Danish-Norwegian dance pop group Aqua are remembered, above all else, for "Barbie Girl"—an international smash hit recontextualising the much-loved child's toy as some sort of enthusiastic sex slave for a guy who says things like "hanky panky" in an upsetting tone of voice. It is, hands down, one of the most iconic songs of the late 90s, packing a decade's worth of shameless innuendo, throwaway feelgood content and bubblegum aesthetics into one perfectly trashy single way before Katy Perry came along. All things considered, it would be reasonable to assume that "Barbie Girl"—or even follow-up single, the slightly soppier but still heavily couched-in-playful-eroticism "Doctor Jones"—marked the moment Aqua was spending, as well as making, the most money. This is apparently not the case.
Do you remember the song "Cartoon Heroes" released by Aqua in the year 2000? Because I sure don't. The title triggers no memories, rings zero bells, is without place or meaning in my life at all. Listening to it conjures up a faint feeling of familiarity, like a story about the first time you swore, aged three, during a family trip to Blackpool after you dropped your chips on the floor which has been relayed to you so many times by other people now that you've formed the shape of a memory even though you don't actually remember it.
The song is from their second studio album Aquarius, which you may or may not be aware exists, and did pretty well commercially, thank you very much. It debuted at number 1 and became the best-selling single of the year 2000 in Denmark, for example, but they would say that wouldn't they. Successful as "Cartoon Heroes" may have been on certain papers, it simply didn't have the impact of "Barbie Girl."
Anyway, turns out the video for "Cartoon Heroes" cost $3.5 million to make—three and a half million dollars??—meaning it is the eighth most expensive video of all time. I think I speak for everyone when I say: what the fuck.
To put things into perspective, that is more expensive than "November Rain" by Guns N' Roses ($1.5 million), which features a complete wedding, funeral and live orchestral performance—not to mention a five-tier cake designed specifically for someone to dive through in slow motion. It is more expensive than Michael Jackson's "Bad" ($2.2 million) which, at 18 minutes and five seconds long, is essentially a very costly and impeccably choreographed B-movie. It cost over half as much as Madonna's "Die Another Day," and that only had the funding it did because it was the theme song for an actual James Bond film. All are definitive and memorable moments in pop culture that have stood the test of time. Aqua, on the other hand, jizzed one of the biggest budgets ever awarded in music video history away on a short film in which four Fifth Element-cum- Battlestar Galactica-inspired Martians vanquish a giant cyclops squid only for asshole children of the era to turn around 17 years later and say: "Excuse me? I do not recall."

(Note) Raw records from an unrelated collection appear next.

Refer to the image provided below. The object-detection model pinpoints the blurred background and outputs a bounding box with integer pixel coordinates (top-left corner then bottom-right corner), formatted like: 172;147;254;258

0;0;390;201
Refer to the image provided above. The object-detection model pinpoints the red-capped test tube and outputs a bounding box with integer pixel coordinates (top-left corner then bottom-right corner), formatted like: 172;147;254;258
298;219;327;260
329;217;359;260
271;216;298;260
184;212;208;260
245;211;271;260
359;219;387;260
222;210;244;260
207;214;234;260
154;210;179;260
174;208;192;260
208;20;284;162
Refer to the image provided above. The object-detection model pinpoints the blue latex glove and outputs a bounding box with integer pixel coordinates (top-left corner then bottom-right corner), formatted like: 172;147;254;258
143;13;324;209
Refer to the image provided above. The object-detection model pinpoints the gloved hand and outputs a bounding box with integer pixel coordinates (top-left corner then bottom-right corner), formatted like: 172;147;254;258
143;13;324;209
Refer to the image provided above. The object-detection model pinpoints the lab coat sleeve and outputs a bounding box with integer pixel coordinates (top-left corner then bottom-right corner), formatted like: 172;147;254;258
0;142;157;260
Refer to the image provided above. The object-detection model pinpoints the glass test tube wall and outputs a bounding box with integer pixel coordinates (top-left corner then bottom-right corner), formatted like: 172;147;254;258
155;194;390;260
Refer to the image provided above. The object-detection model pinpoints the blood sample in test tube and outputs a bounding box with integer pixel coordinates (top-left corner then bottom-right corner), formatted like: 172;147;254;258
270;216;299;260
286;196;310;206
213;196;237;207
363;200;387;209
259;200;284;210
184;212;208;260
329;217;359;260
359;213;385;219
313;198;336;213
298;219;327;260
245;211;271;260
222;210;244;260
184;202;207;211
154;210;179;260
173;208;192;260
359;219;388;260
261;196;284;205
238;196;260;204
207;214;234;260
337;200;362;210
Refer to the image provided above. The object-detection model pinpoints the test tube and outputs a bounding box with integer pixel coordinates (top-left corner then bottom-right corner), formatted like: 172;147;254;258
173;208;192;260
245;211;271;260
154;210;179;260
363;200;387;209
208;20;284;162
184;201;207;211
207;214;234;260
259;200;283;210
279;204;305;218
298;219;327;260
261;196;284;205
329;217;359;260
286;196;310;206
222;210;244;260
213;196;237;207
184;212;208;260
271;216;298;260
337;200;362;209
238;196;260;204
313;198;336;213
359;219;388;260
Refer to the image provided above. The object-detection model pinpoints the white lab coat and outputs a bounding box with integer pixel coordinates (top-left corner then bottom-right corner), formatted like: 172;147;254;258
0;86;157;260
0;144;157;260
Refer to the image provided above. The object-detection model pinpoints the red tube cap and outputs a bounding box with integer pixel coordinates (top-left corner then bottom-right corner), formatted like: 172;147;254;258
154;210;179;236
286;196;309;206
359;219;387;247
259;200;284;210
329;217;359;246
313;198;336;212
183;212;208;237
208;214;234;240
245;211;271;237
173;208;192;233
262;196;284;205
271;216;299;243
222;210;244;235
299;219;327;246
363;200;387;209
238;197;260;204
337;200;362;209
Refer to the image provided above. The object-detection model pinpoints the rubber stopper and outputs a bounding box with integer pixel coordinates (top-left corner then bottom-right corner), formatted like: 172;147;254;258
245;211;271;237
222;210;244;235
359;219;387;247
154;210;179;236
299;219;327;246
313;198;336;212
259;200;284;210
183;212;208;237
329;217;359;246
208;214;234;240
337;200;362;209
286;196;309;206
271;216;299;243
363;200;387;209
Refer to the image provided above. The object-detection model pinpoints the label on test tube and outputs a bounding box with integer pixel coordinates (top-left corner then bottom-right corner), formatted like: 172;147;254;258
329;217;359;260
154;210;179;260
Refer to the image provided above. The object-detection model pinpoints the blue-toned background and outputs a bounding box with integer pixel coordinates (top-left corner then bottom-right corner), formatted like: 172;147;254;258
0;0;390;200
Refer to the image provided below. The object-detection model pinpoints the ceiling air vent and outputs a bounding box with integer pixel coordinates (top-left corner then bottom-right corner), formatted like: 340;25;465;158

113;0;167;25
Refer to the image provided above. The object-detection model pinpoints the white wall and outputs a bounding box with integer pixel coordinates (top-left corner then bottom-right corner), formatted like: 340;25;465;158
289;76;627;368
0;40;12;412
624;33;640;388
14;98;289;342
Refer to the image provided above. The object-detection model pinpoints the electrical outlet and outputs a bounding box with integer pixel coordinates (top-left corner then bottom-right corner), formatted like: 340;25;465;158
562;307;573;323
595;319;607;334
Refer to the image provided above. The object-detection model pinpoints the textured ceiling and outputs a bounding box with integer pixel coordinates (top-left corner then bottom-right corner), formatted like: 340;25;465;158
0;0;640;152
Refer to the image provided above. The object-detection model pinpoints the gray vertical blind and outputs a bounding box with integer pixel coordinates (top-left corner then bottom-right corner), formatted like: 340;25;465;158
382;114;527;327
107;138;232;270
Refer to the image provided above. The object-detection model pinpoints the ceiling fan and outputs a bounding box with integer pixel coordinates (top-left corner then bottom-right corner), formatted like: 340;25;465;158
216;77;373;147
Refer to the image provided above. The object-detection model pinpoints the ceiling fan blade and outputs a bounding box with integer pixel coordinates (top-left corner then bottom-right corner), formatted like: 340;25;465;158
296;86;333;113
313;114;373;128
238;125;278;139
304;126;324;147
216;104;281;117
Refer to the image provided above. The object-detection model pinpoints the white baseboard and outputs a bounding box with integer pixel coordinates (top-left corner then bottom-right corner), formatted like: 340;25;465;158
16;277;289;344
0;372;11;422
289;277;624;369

Look, "Cartoon Heroes" does not have less value than "November Rain" just because it is intentionally silly. But… Three and a half million? Three? And a half?? MILLION? DOLLARS???? Harmony Korine could have done three Gummo's for that. That is only $500k more than Lost In Translation. That is precisely the same budget as The Full Monty. I love Aqua as much as the next 90s bitch but this is some next level commitment to eurodance.
I feel compelled to ask: what, how, and—indeed—why?
I tried to get in touch with actual Aqua or at least someone Aqua-adjacent to find out the story behind this video whose budget could have paid for several Pacific islands. Why this particular concept? Who believed in it so deeply that they sunk Iconic Once-In-A-Lifetime Artist amounts of dosh into the cause? How can we justify the fact that it is by far one of the most expensive videos ever made and it made less of a lasting impression than Pepe the alt-right frog?
After hitting dead end after dead end, I unfortunately cannot provide you with any concrete answers. Aqua were too busy playing six shows in Scandinavia to speak to me, said their booking agent via email. Where the idea came from and whomst signed off on it will remain among modern life's great mysteries. What I can provide you with, though, are a few under-informed guesses about why it cost so fucking much.
PERSON TO DESIGN GIGANTIC MONSTER™ ($23,000)
FAKE CRYOGENIC PODS ($70,000)
THE FEW SECONDS OF FLOATING THAT TAKE PLACE JUST BECAUSE ($7,000)
SET DESIGN ($350,000)
SPACE PORN ($100)
SPACE BUFFET ($300)
THESE GUYS ($50)
VERY INTENSE UNDERWATER CGI SEQUENCE OF GIGANTIC MONSTER™ BEING OBLITERATED BY LASERS ($3,149,530)
HAIR AND MAKEUP ($20)
Someone help me budget this my industry is dying.